Jumat, 11 Maret 2011

Reshuffle Tak Menjamin Kesejahteraan Rakyat

Dimuat di Fokus Anda Republika, 9 Maret 2011
Oleh: Vivit Nur Arista Putra 


Koalisi super jumbo dalam wadah Kabinet Indonesia Bersatu jilid II menjadi tak menentu, setelah SBY berpidato pascarapat paripurna di DPR yang menyatakan pemberian sanksi bagi mitra koalisi yang tak komitmen mendukung pemerintah. Kalimat ironi ini tentu tertuju pada Partai Golkar dan Partai Keadilan Sejahtera yang sehari sebelumnya menyatakan dukungan terhadap hak angket pajak di parlemen. Menurut penulis, reshuffle harus dijelaskan ke publik secara logis. 


Jika pergantian kabinet hanya untuk mengamankan pemerintahan tentu hal ini amatlah pragmatis. Khalayak sama-sama tahu bahwa penggagas angket pajak berasal dari internal Partai Demokrat yang didukung partai lain termasuk Golkar dan PKS. Perkembangan selanjutnya, Demokrat yang awal mula berkoar menjelang pengambilan voting tak konsisten menindaklanjuti angket pajak. Justru malah balik menolak. Ihwal ini menimbulkan tanda tanya publik, apa alasan partai SBY ini menolak? Kesan inilah yang dibaca masyarakat luas, bahwa isu reshuffle yang dilontarkan presiden sehari setelah rapat paripurna di DPR hanya untuk menaikkan tensi politik agar pemerintah terlihat serius mengurus rakyatnya. Padahal berdasarkan survei Republika (Edisi Senin, 07 Maret 2011) masyarakat tak begitu peduli dengan bongkar pasang rezim.
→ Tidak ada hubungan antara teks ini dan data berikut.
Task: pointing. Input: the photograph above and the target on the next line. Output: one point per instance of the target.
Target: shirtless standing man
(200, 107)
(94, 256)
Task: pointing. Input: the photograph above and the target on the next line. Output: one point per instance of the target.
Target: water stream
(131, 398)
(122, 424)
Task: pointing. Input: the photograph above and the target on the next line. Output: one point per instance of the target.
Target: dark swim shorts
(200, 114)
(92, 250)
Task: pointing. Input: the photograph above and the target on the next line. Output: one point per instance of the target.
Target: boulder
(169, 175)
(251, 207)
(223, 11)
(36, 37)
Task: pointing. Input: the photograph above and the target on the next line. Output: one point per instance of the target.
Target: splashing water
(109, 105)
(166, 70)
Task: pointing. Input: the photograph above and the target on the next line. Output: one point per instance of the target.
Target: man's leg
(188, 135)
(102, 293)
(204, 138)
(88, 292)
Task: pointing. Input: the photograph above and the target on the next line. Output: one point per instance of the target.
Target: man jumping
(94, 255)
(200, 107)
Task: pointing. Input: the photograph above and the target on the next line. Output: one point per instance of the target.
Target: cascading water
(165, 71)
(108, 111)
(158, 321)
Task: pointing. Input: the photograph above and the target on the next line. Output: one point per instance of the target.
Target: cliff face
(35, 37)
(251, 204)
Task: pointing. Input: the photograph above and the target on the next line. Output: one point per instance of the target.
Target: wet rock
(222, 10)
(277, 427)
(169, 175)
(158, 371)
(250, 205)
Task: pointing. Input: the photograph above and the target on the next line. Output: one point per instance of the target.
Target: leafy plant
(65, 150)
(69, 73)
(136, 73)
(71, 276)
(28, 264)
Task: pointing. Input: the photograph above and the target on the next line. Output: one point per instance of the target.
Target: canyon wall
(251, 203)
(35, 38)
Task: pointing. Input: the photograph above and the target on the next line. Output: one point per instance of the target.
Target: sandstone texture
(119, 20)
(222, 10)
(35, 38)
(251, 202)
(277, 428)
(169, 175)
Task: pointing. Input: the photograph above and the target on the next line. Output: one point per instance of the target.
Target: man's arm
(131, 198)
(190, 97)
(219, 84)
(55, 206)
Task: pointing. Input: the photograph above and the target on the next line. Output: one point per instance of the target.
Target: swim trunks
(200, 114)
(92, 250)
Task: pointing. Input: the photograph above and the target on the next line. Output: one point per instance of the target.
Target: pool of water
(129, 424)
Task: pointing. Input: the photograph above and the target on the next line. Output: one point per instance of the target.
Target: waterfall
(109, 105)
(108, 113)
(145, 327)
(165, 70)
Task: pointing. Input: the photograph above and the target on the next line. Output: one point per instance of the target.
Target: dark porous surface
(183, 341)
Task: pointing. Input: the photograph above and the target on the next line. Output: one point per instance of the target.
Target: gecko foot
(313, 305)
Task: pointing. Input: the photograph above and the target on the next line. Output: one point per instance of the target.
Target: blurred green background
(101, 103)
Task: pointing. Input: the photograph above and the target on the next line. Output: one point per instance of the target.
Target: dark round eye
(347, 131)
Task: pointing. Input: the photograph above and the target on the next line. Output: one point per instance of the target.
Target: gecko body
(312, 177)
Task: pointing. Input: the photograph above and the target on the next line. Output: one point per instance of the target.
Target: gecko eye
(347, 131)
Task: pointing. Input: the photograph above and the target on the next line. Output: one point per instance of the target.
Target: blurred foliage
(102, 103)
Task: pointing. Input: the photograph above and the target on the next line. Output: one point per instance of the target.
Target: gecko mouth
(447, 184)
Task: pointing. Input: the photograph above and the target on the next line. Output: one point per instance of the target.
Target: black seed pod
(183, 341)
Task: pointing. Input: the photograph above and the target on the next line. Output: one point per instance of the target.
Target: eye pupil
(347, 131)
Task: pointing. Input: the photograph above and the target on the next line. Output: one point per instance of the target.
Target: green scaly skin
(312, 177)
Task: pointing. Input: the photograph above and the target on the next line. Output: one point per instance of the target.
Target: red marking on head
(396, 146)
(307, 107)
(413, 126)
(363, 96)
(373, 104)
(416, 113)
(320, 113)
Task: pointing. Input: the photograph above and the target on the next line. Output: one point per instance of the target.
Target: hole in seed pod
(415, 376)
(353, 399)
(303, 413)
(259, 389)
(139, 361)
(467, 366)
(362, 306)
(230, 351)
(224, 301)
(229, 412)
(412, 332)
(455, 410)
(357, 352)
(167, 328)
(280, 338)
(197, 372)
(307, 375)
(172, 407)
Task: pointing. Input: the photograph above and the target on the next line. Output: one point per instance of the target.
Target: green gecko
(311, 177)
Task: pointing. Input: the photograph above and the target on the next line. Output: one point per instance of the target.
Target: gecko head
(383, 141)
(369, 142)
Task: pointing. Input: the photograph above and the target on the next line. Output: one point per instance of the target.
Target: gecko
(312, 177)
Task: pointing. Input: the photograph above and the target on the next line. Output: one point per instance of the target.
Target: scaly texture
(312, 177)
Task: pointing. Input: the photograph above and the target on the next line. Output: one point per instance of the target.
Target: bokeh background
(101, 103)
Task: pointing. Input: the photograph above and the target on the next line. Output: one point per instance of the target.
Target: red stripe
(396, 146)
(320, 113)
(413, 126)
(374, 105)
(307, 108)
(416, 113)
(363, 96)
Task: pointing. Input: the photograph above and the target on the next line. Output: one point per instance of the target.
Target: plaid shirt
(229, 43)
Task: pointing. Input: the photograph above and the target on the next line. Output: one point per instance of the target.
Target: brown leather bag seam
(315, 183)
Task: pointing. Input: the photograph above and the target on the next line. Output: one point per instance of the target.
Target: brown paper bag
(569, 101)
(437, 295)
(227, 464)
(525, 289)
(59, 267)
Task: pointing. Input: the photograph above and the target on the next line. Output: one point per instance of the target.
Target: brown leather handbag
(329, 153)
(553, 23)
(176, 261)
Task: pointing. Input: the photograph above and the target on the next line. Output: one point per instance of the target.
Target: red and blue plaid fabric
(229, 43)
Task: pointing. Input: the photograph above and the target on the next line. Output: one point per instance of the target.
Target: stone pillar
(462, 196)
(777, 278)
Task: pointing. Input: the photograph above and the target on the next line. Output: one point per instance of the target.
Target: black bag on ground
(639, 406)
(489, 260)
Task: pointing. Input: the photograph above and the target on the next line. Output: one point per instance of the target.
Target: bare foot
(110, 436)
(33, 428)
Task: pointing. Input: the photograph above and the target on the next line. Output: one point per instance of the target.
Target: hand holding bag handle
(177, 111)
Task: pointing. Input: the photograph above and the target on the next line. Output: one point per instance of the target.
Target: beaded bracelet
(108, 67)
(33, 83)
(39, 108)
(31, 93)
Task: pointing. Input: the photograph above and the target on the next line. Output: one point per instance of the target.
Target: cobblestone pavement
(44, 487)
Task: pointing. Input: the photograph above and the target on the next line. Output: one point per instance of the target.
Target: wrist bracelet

Karena reshuffle tak menjamin pemerintahan akan semakin baik.

Kendati demikian SBY segera mungkin dinanti ketegasannya, apakah ingin merombak mitra kerjanya di eksekutif atau tidak. Analisanya, agaknya presiden incumbent ini masih mempertimbangkan beberapa hal. Pertama, secara matematika politik jika Golkar (107 anggota) dan PKS (57 anggota) ditendang, maka pemeritah akan kehilangan dukungan 164 suara. Lobi-lobi politik pun dilakukan ke PDI-P untuk terlibat bersama koalisi guna menanggulangi suara yang hilang. Kedua, jika Golkar yang dipangkas Demokrat akan kehilangan dukungan sangat besar yaitu 107 suara. Selain itu, partai beringin ini juga kenyang pengalaman di kekuasaan.

Ketiga, jika PKS yang diusir, beban moral tetaplah ada karena partai dengan basis kuat di kalangan menengah ke atas ini adalah pendukung pertama koalisi. Bahkan SBY pun menjuluki Demokrat dan PKS sebagai backbone koalisi. Pertimbangan lainnya ialah masih menunggu tawar menawar dengan Gerindra yang digadang-gadang masuk ke setgab sebelum mendepak PKS. Jika partai pimpinan Prabowo masuk akan melukai partai pengusung koalisi sejak awal lantaran Gerindra tak memeras kringat untuk mengatar SBY ke RI 1. Gerindra dipandang pragmatis dan hanya berorientasi jabatan karena sebelumnya adalah lawan politik SBY.

Kalangan akar rumput ingin bergegas mendengar keputusan SBY karena perkara reshuffle jelas tak ada kaitannya dengan agenda kesejahteraan rakyat. Reshuffle pun belum tentu menjamin program kerakyatan dilakukan semakin baik. Kita berharap para Menteri tetap fokus pada program kerja mereka tanpa terpengaruh arus politik reshuffle yang saling sandera antara presiden dan partai koalisinya.